= Bernardo Clavijo del Castillo =

Spanish Composer

Bernardo Clavijo del Castillo (1545 – February 1, 1626) was a Spanish composer, organist, harpsichordist, and teacher.

He served as master of chapel and organist to Philip III of Spain as well as the organist at the Royal Chapel in Madrid.

His Tiento de 2° Tono por Jesolreut is the earliest known example of a tiento de falsas.

== Personal life ==
Little is known about Clavijo's early life, though through the accounts of acquaintances and his early education choices, it's believed that he is from the far north of Spain.

He married María Carrión on December 12, 1594 and they had three children together: Antonio (b. 1595, an organist), Bernardina (b. 1598; a composer and performer), and Francisco (b. 1605; a composer and organist). After the death of his first wife, he remarried on August 3, 1618, to Ana del Valle and they had a daughter, Ana Maria.

He died on February 1, 1626, in Madrid.

== Career ==
After having followed the Spanish military to Italy, he became employed as a musician at the R. Chiesa di San Pietro at Palermo c. December 6, 1569.

c. 1588 he worked as an organist in the service of the Duke of Alba at the vice-royal court at Naples.

He attended the University of Oñati from 1588 to 1595, where he received both Bachelor and master's degrees, and while doing so was the organist at the Palencia Cathedral from 1589 to 1592.

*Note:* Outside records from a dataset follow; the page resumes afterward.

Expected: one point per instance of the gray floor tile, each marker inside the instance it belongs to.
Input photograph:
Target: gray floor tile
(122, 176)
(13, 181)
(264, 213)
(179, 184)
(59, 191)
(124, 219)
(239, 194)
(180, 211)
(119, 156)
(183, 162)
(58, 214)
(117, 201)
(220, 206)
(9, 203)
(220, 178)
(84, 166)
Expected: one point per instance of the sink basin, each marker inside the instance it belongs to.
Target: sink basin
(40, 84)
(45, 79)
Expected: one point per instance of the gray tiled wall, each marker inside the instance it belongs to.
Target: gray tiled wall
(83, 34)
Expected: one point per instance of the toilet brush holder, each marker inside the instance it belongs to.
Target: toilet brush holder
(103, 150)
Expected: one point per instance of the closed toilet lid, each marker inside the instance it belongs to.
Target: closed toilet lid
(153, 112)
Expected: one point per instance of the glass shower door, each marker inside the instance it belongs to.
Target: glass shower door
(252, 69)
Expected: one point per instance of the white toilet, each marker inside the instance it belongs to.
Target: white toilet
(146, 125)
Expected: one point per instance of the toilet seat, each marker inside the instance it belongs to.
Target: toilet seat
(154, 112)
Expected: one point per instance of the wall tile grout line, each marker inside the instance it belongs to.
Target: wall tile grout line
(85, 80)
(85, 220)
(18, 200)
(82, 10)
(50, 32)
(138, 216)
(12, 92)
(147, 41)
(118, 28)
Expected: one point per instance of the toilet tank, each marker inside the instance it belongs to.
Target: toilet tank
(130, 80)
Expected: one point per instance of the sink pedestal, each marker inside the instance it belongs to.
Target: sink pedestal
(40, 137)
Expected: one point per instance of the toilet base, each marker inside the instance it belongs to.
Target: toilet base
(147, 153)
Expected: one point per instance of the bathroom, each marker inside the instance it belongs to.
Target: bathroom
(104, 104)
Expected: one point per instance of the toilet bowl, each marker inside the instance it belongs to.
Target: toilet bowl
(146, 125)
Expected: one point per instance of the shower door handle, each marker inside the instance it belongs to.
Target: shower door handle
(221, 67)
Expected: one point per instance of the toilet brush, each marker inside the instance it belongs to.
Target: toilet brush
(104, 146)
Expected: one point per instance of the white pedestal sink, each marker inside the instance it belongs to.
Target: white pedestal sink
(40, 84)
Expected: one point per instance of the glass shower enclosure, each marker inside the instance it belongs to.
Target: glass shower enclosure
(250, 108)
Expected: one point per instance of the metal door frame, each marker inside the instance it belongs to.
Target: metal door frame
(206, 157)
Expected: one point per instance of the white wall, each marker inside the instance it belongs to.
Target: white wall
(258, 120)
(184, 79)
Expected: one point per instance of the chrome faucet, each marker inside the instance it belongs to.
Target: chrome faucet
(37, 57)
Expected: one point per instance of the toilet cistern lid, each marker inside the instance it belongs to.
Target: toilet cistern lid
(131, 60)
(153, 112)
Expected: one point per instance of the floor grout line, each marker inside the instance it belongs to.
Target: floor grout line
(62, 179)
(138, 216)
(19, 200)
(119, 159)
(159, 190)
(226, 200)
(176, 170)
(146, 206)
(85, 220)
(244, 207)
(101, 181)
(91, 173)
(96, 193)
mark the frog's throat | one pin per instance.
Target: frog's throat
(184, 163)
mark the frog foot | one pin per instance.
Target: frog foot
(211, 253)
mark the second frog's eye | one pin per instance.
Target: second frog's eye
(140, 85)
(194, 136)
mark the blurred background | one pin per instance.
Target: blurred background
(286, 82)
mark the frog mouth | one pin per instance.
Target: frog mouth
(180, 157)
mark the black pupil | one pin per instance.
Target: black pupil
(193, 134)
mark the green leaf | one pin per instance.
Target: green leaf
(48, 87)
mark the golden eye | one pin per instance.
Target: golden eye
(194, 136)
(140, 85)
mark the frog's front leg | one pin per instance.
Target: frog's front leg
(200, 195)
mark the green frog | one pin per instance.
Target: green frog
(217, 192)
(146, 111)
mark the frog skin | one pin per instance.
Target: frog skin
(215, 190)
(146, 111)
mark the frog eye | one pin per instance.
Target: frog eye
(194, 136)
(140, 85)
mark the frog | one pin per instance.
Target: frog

On April 3, 1593, he was hired as the chair of music at the University of Salamanca, considered one of the most prestigious positions in Spain during the late Renaissance. By January 10, 1603, he had vacated his position in Salamanca and began his time as Philip III of Spain's master of chapel and organist, in Valladolid when it was the capitol and then in Madrid, succeeding both his brother Diego del Castillo (d. May 11, 1601) as well as Hernando de Cabezón. In 1619 he would go on to be the organist of the Royal Chapel in Madrid. His son, Francisco Clavijo del Castillo, would go on to inherit the position from his father after having served as his assistant.

== Works ==
In Rome in 1588, he published a book of 19 motets, "suitable for instruments as well as voices"; 6 each a 4-, a 5-, a 6-, and one an 8-part motet.

A fire in Royal Palace of Madrid destroyed a collection of his works in 1731, but the aforementioned book of motets and his Organ Tiento (Tiento de 2° Tono por Jesolreut) from El Escorial, survives. This tiento is the earliest known example of a tiento de falsas, a model consisting of a section of imitation followed by a section of counterpoint.